Spectroscopic and electron paramagnetic resonance behavior of trinuclear metallic clusters encapsulated in [Mn+3(H2O)x(BiW9O33)2](18−3n)− heteropolyanion (Mn+ = (VO)II, x = 0 and Mn+ = CrIII, MnII, FeIII, CoII, NiII, CuII, x = 3)

Abstract

A new series of sodium/potassium salts of sandwich-type [Mⁿ⁺₃(H₂O)_x(BiW₉O₃₃)₂]^{(18 − 3n)−} heteropolyanions (Mⁿ⁺  = (VO)^II, x  = 0 (1) and Mⁿ⁺  = Cr^III (2), Mn^II (3), Fe^III (4), Co^II (5), Ni^II (6), Cu^II (7), x  = 3) were synthesized and characterized by means of elemental analyses, thermogravimetry, FT-IR, UV-VIS, EPR and HF-EPR spectroscopy. FT-IR data are proof of the heteropolyanion frame formation and indicate the co-ordination of each transition metal at two corner-shared octahedra from the trivacant Keggin fragments. The low shift of the ν_asym(Bi–O_a) band in the spectra of the Cu^II and Fe^III compounds relative to the ligand spectrum suggests a sterically-inert s² lone pair on each Bi^III ion. The charge transfer band p_π(O_t)→d_π*(W) at 193.6 nm is not affected by the co-ordination of the metals, but the p_π(O_c,e)→d_π*(W) band shifts towards higher energies for Cr^III and Fe^III complexes or lower energies for the other complexes. d–d transitions obtained in the VIS spectra of the complexes have been interpreted in terms of five-co-ordination of every transition metal and a distorted square-pyramidal local symmetry. EPR and HF-EPR data show the presence of small antiferromagnetic interactions in the spin frustrated trinuclear metallic clusters (J  =   −4.116 cm⁻¹ for the Cr^III complex, J  =   −2.074 cm⁻¹ for the Mn^II complex).
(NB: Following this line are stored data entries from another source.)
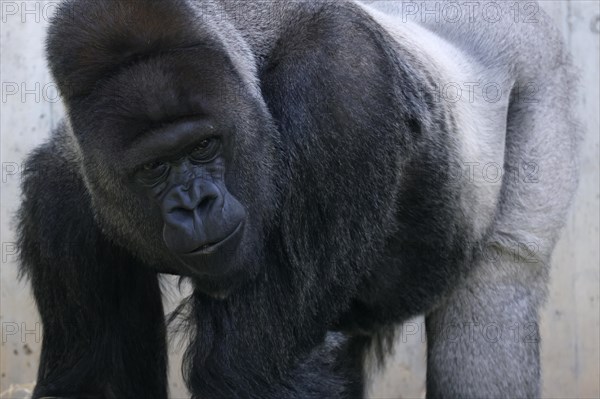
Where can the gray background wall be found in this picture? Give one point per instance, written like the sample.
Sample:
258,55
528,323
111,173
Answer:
570,324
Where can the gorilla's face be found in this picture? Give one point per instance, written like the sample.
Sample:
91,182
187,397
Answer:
182,172
177,156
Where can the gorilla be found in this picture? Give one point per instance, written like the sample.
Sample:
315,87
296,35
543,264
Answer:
319,173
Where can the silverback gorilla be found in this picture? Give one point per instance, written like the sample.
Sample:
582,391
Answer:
319,171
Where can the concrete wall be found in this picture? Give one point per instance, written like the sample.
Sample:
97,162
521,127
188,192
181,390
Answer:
570,328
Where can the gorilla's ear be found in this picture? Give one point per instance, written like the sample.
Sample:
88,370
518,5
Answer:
89,40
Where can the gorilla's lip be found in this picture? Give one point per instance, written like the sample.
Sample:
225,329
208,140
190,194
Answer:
207,249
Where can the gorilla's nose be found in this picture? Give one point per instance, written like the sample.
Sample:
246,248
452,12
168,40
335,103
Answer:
188,213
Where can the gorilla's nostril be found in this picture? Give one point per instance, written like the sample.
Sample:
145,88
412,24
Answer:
179,215
206,201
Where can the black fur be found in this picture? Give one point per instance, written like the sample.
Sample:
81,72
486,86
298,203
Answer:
337,150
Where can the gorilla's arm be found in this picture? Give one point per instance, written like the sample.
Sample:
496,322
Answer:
104,334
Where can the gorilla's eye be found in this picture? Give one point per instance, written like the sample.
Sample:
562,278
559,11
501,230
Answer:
153,166
205,151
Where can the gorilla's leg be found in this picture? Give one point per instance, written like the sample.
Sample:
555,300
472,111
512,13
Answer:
483,341
102,315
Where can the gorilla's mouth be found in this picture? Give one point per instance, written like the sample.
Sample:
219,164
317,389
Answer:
211,247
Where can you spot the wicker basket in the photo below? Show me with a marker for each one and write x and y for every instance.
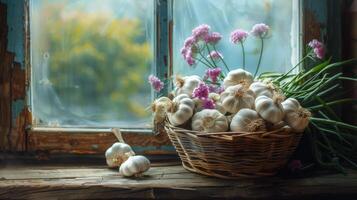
(230, 154)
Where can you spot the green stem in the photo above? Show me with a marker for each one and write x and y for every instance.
(224, 63)
(260, 56)
(243, 52)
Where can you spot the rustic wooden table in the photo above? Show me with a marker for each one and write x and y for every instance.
(28, 181)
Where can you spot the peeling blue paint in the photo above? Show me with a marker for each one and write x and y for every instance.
(15, 21)
(16, 108)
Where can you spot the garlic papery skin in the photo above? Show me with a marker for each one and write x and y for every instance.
(237, 97)
(181, 110)
(262, 89)
(186, 84)
(159, 107)
(247, 120)
(269, 109)
(135, 165)
(296, 116)
(238, 76)
(117, 154)
(209, 121)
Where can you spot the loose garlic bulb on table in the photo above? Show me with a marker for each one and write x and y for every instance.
(117, 154)
(238, 76)
(237, 97)
(181, 109)
(247, 120)
(296, 116)
(186, 84)
(209, 121)
(135, 165)
(270, 109)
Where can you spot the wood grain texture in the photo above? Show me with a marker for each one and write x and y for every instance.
(95, 143)
(170, 182)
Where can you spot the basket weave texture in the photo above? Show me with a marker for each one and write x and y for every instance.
(233, 154)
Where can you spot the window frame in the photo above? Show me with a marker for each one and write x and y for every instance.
(18, 136)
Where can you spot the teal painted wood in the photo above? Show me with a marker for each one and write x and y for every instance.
(16, 43)
(162, 45)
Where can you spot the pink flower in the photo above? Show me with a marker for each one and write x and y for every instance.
(189, 42)
(260, 30)
(156, 83)
(213, 38)
(320, 52)
(208, 104)
(215, 55)
(319, 49)
(201, 91)
(201, 31)
(213, 74)
(238, 35)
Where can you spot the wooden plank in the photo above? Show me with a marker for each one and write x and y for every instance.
(173, 182)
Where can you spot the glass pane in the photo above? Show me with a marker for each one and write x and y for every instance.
(90, 62)
(224, 16)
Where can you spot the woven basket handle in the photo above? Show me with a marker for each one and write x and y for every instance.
(118, 135)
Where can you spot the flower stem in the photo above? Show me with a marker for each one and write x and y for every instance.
(209, 51)
(243, 52)
(260, 56)
(224, 63)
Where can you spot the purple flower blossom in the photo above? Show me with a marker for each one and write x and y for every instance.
(215, 55)
(319, 49)
(208, 104)
(201, 91)
(260, 30)
(238, 35)
(213, 38)
(213, 74)
(201, 31)
(189, 42)
(156, 83)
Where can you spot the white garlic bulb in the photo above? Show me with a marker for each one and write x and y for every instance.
(135, 165)
(181, 109)
(209, 121)
(247, 120)
(296, 116)
(117, 154)
(186, 84)
(269, 109)
(238, 76)
(237, 97)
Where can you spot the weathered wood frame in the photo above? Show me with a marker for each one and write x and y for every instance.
(16, 134)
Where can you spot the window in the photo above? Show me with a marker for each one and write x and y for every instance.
(281, 49)
(90, 59)
(90, 62)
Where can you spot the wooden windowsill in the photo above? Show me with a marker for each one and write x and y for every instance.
(26, 181)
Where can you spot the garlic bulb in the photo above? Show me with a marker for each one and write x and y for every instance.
(237, 97)
(270, 109)
(296, 116)
(181, 109)
(262, 89)
(199, 103)
(160, 107)
(117, 154)
(186, 84)
(209, 121)
(135, 165)
(238, 76)
(247, 120)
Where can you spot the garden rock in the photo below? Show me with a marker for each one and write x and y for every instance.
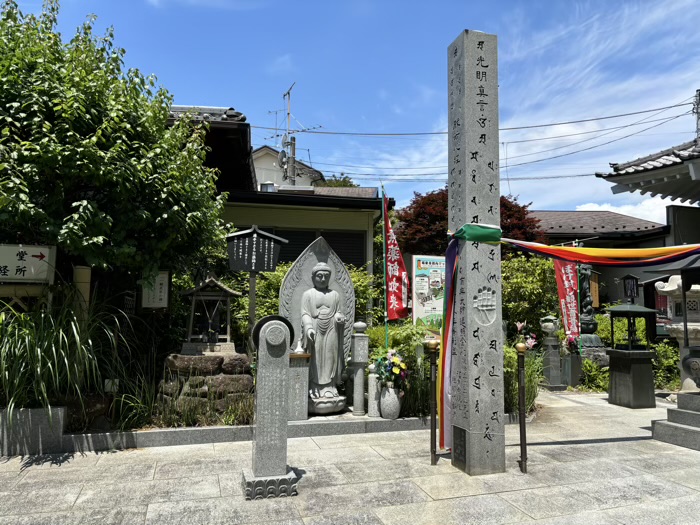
(223, 384)
(190, 364)
(236, 364)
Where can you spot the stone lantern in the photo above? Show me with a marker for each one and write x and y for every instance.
(209, 324)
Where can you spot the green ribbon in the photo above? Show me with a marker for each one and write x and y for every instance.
(479, 233)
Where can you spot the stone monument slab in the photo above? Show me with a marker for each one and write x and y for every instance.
(478, 432)
(270, 475)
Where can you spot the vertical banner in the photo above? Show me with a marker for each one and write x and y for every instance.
(428, 292)
(567, 285)
(395, 271)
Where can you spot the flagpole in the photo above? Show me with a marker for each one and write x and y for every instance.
(386, 307)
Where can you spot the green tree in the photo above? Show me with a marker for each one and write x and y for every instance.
(423, 223)
(339, 181)
(88, 160)
(529, 291)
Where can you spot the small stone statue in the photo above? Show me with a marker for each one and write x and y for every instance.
(323, 326)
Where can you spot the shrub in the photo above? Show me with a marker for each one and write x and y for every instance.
(533, 377)
(667, 374)
(594, 377)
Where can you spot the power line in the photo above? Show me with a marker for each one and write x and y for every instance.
(431, 133)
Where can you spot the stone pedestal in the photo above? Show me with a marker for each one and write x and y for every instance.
(359, 354)
(571, 370)
(374, 390)
(270, 476)
(631, 379)
(683, 425)
(298, 394)
(552, 364)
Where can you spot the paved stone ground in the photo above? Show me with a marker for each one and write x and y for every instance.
(589, 463)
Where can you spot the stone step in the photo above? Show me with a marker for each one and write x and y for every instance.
(676, 434)
(684, 417)
(689, 402)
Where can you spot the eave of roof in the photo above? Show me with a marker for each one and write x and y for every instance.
(672, 173)
(314, 201)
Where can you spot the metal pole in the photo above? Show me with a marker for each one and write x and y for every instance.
(521, 348)
(432, 349)
(251, 302)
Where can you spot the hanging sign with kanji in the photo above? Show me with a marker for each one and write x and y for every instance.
(396, 275)
(27, 263)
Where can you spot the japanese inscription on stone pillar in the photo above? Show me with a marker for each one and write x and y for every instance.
(478, 437)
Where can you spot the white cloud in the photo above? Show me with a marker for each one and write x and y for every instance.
(651, 209)
(233, 5)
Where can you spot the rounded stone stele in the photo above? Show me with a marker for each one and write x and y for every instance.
(275, 335)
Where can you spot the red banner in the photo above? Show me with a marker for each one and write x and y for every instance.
(567, 284)
(395, 271)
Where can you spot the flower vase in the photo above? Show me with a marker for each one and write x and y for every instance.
(390, 402)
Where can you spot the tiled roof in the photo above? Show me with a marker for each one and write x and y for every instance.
(208, 113)
(360, 193)
(591, 222)
(662, 159)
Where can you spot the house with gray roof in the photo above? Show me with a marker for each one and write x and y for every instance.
(259, 193)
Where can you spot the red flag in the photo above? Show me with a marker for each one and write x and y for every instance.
(567, 285)
(395, 271)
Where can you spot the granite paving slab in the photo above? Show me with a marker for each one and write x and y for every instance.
(308, 458)
(475, 510)
(146, 492)
(583, 518)
(361, 518)
(674, 511)
(689, 477)
(160, 454)
(224, 511)
(187, 468)
(550, 501)
(110, 474)
(326, 500)
(114, 516)
(43, 499)
(393, 469)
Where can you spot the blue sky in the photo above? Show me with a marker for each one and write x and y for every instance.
(380, 67)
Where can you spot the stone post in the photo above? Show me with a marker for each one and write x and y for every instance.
(552, 355)
(478, 431)
(270, 476)
(359, 356)
(374, 392)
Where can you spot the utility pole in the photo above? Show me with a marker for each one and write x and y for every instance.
(292, 140)
(696, 110)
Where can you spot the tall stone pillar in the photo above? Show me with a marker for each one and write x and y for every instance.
(478, 432)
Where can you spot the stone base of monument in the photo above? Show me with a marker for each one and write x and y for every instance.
(269, 486)
(683, 425)
(631, 379)
(321, 406)
(208, 348)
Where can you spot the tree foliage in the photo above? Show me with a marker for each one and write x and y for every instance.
(529, 291)
(88, 161)
(423, 223)
(339, 181)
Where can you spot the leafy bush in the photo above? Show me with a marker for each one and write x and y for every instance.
(603, 330)
(594, 377)
(533, 376)
(529, 291)
(667, 374)
(55, 355)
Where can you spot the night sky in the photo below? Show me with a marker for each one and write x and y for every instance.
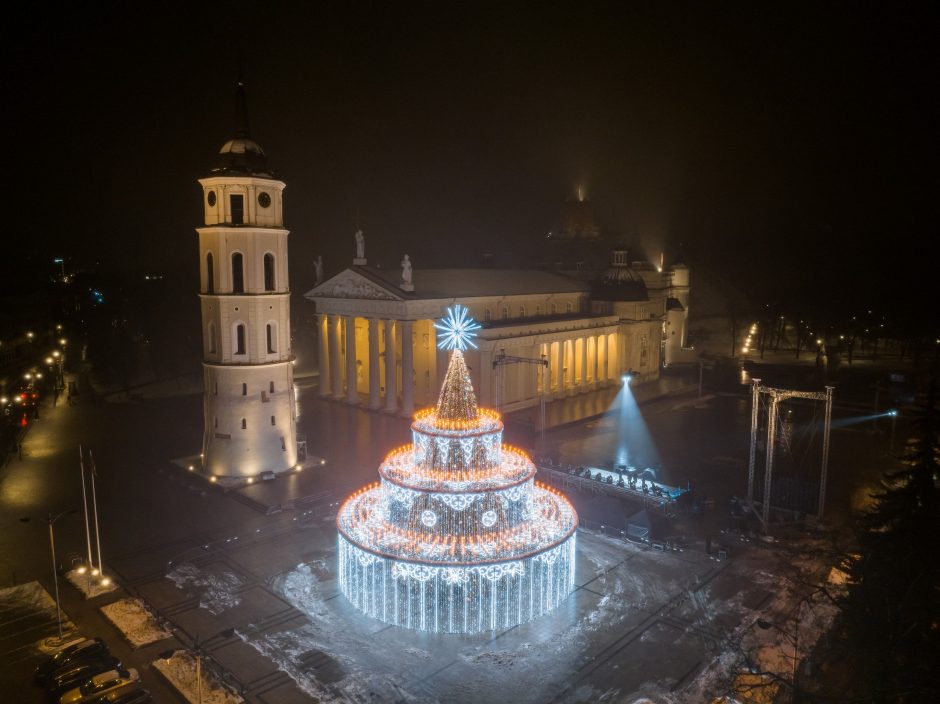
(785, 146)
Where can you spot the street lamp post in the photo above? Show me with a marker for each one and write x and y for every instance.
(50, 520)
(196, 651)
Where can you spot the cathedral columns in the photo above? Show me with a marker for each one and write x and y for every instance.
(391, 380)
(352, 393)
(323, 320)
(336, 379)
(407, 368)
(375, 402)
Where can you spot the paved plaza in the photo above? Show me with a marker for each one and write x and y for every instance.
(640, 622)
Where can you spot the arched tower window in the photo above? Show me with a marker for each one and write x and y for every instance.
(238, 273)
(240, 339)
(268, 272)
(210, 273)
(272, 338)
(237, 202)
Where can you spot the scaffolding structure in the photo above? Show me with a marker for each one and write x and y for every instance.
(776, 396)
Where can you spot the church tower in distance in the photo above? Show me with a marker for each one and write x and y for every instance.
(249, 408)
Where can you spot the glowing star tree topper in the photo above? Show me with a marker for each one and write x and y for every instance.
(458, 328)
Two species with different degrees of rhombical distortion have been identified in the case of the Fe^III (D₁  = 1.5 cm⁻¹, E₁  = 0.12 cm⁻¹ and D₂  = 1.5 cm⁻¹, E₂  = 0.5 cm⁻¹) and Co^II (g_x1  = 5.021, g_y1  = 3.561, g_z1  = 2.401 and g_x2  = 5.776, g_y2  = 3.813, g_z2  = 2.850) samples.